Larry Osterman's WebLog

Confessions of an Old Fogey
Blog - Title

WHat's wrong with this code, part 9 (File Copy) - the answers

WHat's wrong with this code, part 9 (File Copy) - the answers

  • Comments 11
Wow, where to begin on this one.

Lets start with the easy one, the simple coding error.

Here it is:

    // Account for data read.
    dataBlock->dataLengthWritten->QuadPart += dataBlock->readLength;

The problem with this is that 64bit math isn't atomic on 32bit processors.  Which means that if you tried to copy files over 4G in size, then the addition would potentially mis-order the writes to the two halves of the dataLengthWritten field, causing measurement issues.

To fix that, you need to use the InterlockedExchangeAdd64() function which will perform the operation atomically.

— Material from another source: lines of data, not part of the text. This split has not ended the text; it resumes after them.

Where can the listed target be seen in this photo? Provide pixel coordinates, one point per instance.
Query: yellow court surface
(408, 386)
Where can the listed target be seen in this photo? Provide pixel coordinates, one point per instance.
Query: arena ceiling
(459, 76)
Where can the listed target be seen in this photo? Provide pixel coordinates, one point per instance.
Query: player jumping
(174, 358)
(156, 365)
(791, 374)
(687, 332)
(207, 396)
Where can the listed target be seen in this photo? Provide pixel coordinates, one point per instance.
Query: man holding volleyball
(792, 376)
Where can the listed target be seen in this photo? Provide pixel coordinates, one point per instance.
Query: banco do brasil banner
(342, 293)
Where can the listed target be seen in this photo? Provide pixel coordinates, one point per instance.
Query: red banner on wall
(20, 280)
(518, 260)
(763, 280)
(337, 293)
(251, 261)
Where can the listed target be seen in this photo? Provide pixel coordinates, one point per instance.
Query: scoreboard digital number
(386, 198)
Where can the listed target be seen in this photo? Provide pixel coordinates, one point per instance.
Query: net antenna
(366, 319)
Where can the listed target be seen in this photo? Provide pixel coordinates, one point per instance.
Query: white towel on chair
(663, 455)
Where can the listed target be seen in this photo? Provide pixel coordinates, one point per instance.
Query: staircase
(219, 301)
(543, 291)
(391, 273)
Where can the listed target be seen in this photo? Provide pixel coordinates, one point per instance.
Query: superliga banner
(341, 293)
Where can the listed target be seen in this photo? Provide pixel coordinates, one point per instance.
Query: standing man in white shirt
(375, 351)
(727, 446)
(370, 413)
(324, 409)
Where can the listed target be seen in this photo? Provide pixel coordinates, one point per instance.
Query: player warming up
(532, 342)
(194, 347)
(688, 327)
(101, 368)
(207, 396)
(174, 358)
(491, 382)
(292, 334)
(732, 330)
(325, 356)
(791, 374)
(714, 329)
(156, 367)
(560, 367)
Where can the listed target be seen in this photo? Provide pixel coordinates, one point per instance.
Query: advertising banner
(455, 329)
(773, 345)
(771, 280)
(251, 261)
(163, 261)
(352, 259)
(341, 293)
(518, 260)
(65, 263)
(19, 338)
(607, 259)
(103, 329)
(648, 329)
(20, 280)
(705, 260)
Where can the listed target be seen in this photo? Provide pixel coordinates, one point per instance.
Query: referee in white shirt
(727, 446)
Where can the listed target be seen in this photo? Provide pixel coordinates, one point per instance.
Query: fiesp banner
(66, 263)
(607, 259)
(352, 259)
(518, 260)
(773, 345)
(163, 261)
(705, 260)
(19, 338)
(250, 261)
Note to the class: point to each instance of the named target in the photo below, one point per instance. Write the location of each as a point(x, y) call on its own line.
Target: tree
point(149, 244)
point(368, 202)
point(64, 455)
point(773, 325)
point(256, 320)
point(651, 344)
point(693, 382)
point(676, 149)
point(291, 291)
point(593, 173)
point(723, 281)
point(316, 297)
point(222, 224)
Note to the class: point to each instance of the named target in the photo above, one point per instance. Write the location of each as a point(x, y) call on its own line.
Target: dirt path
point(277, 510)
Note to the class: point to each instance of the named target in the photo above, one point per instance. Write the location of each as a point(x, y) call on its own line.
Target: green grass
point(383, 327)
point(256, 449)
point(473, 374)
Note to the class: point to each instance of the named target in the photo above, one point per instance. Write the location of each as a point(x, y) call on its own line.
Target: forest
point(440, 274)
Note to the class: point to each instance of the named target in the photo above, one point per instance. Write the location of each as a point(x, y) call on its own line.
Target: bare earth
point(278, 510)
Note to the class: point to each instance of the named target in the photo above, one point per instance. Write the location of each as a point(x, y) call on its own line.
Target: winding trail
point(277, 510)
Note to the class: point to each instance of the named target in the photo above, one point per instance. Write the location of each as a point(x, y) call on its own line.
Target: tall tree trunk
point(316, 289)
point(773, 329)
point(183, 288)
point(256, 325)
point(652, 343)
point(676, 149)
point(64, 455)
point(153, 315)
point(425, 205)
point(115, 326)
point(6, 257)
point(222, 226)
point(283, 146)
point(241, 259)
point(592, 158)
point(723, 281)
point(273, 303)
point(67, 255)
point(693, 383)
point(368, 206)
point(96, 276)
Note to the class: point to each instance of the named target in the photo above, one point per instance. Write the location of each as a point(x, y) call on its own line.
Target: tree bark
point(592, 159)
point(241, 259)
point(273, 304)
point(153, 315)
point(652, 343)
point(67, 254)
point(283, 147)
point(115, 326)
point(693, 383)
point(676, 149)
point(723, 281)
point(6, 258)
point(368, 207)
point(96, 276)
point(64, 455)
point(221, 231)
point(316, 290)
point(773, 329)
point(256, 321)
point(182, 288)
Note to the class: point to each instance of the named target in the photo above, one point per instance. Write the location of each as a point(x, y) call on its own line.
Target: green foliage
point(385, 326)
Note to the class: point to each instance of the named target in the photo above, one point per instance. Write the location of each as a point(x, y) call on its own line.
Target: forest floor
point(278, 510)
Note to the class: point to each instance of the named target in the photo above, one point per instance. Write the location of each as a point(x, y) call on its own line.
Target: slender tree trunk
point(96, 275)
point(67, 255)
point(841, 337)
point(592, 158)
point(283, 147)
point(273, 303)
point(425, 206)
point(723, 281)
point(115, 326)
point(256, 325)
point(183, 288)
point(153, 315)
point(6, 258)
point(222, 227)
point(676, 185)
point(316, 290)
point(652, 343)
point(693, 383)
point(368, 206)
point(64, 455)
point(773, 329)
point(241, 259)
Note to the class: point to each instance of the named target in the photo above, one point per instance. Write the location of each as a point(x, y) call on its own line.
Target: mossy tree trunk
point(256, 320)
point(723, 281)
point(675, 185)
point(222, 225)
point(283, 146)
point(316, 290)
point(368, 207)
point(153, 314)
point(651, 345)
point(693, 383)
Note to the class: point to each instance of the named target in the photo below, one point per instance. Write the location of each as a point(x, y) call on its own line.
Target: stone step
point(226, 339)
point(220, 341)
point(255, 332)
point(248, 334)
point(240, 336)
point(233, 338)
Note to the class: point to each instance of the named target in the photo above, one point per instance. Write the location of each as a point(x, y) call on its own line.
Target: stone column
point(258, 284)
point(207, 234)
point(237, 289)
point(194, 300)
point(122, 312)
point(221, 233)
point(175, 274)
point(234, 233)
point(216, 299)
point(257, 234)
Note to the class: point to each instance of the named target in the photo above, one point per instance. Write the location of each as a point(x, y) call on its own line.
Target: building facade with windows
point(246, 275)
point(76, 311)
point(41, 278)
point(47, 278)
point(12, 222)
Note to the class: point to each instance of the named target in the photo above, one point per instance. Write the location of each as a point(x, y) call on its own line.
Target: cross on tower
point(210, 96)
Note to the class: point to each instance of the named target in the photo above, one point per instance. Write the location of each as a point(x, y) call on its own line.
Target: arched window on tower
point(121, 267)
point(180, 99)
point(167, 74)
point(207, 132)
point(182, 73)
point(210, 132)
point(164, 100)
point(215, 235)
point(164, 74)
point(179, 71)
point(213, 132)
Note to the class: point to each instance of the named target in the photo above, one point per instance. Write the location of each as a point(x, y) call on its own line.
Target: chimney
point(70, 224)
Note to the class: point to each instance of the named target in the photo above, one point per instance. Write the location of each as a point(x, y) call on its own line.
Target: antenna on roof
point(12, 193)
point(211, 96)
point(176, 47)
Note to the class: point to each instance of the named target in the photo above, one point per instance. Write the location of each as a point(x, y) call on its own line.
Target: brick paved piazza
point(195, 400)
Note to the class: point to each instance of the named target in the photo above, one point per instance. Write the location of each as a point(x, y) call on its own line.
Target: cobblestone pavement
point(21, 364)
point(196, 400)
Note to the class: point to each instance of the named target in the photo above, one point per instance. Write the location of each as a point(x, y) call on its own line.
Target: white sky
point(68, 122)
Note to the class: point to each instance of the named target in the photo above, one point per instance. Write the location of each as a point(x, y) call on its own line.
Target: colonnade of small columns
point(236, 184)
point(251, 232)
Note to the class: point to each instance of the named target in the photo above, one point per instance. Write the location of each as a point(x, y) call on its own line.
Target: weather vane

Now for the complicated coding error.  That one shows up here:

   if (!SetFilePointerEx(dataBlock->sourceHandle, dataBlock->fileDataOffset, NULL, FILE_BEGIN))
        printf("Unable to set current file position in source to %i64d: %d", dataBlock->fileDataOffset, GetLastError());
    DWORD readLength;
    if (!ReadFile(dataBlock->sourceHandle, dataBuffer, dataBlock->readLength, &readLength, NULL))
        printf("Unable to read data from file: %d\n", GetLastError());

The problem here is that the file wasn't opened for overlapped I/O.  If you don't specify FILE_FLAG_OVERLAPPED on the call to CreateFile, then the OS will synchronize access to the file.  It does that by acquiring a lock across each file operation.  But the key thing is that this lock is only held across individual operations.  So if there were two worker threads running, their calls to SetFilePointerEx call would reset each other.  In other words, you'd have:

Thread 1 Thread 2
Set file pointer to 0  
  Set file pointer to 20
Read from file  
  Read from file

In general, if you don't specify FILE_FLAG_OVERLAPPED, then the OS makes no guarantees about what happens with file I/O if you attempt to do the I/O on more than one thread. 

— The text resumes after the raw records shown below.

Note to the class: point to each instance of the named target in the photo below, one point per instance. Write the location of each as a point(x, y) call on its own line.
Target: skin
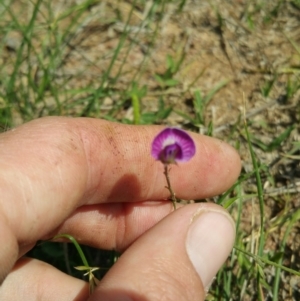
point(97, 181)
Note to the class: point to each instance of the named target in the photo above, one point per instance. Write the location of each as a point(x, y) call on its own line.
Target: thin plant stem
point(173, 197)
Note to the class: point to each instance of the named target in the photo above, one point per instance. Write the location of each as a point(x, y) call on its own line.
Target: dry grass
point(206, 65)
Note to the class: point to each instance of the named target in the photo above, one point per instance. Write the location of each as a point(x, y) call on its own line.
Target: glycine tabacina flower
point(173, 145)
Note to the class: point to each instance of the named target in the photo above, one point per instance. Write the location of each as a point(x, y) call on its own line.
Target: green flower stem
point(77, 246)
point(173, 197)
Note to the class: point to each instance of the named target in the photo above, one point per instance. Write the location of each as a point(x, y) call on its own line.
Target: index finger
point(51, 166)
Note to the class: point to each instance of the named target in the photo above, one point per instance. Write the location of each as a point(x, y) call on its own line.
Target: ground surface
point(243, 58)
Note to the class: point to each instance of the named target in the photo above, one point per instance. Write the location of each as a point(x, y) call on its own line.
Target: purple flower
point(173, 145)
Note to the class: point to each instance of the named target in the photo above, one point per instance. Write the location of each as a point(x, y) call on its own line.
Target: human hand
point(97, 181)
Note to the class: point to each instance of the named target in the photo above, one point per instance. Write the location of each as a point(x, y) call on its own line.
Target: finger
point(50, 166)
point(177, 259)
point(33, 280)
point(113, 226)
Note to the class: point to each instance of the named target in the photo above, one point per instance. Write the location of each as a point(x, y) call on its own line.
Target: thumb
point(177, 259)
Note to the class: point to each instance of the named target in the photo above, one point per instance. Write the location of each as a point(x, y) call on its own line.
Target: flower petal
point(173, 145)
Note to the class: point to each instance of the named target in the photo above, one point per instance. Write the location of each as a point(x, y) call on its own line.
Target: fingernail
point(209, 241)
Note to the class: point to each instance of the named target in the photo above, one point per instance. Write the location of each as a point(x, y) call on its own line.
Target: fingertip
point(210, 239)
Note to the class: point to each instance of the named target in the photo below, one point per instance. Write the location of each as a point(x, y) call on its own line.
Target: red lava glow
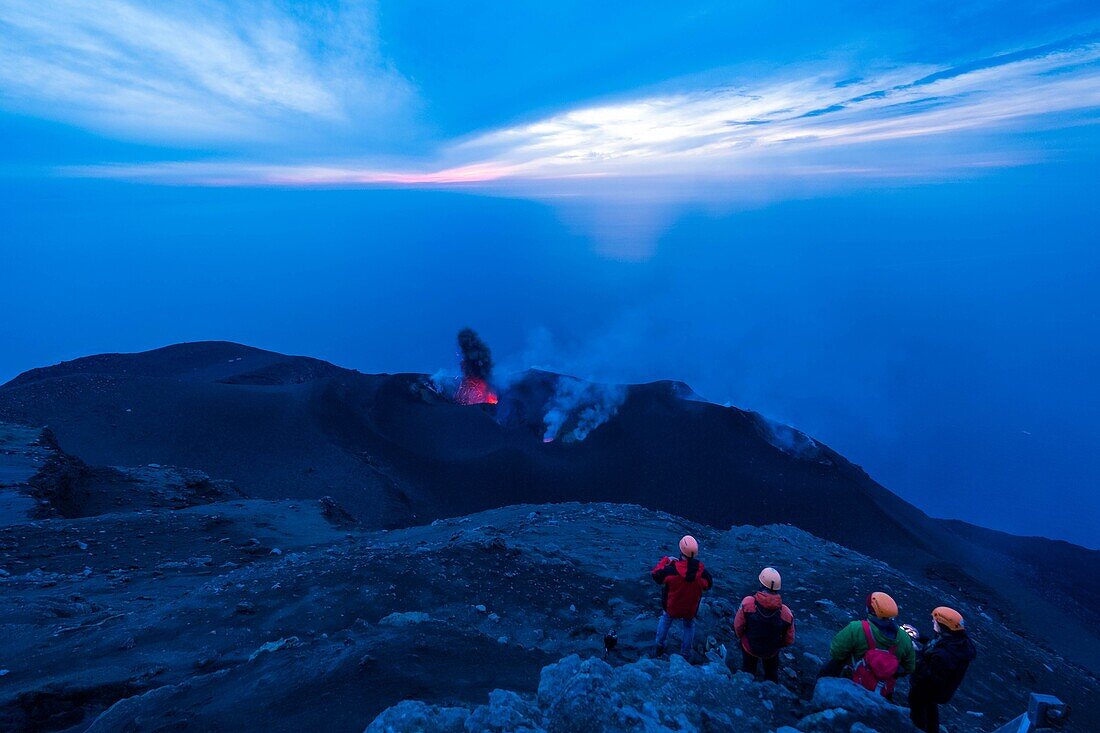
point(474, 391)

So the first thread would think its reading at 0, but would in fact be reading at 20.  To fix this, the file would have to be opened with the FILE_FLAG_OVERLAPPED flag.  The copy routine would have to remove the calls to SetFilePointerEx and instead replace the ReadFIle with:

    DWORD readLength;
    OVERLAPPED readOverlapped;
    readOverlapped.hEvent = CreateEvent(NULL, FALSE, TRUE, NULL);
    readOverlapped.Offset = dataBlock->fileDataOffset.LowPart;
    readOverlapped.OffsetHigh = dataBlock->fileDataOffset.HighPart;
    if (!ReadFile(dataBlock->sourceHandle, dataBuffer, dataBlock->readLength, NULL, &readOverlapped))
        DWORD error = GetLastError();
        if (error == ERROR_IO_PENDING)
            if (!GetOverlappedResult(dataBlock->sourceHandle, &readOverlapped, &readLength, TRUE))
                printf("Unable to read data from file: %d\n", GetLastError());
            printf("Unable to read data from file: %d\n", GetLastError());

And this leads neatly to the design errors.  As I mentioned, there are at least three of them.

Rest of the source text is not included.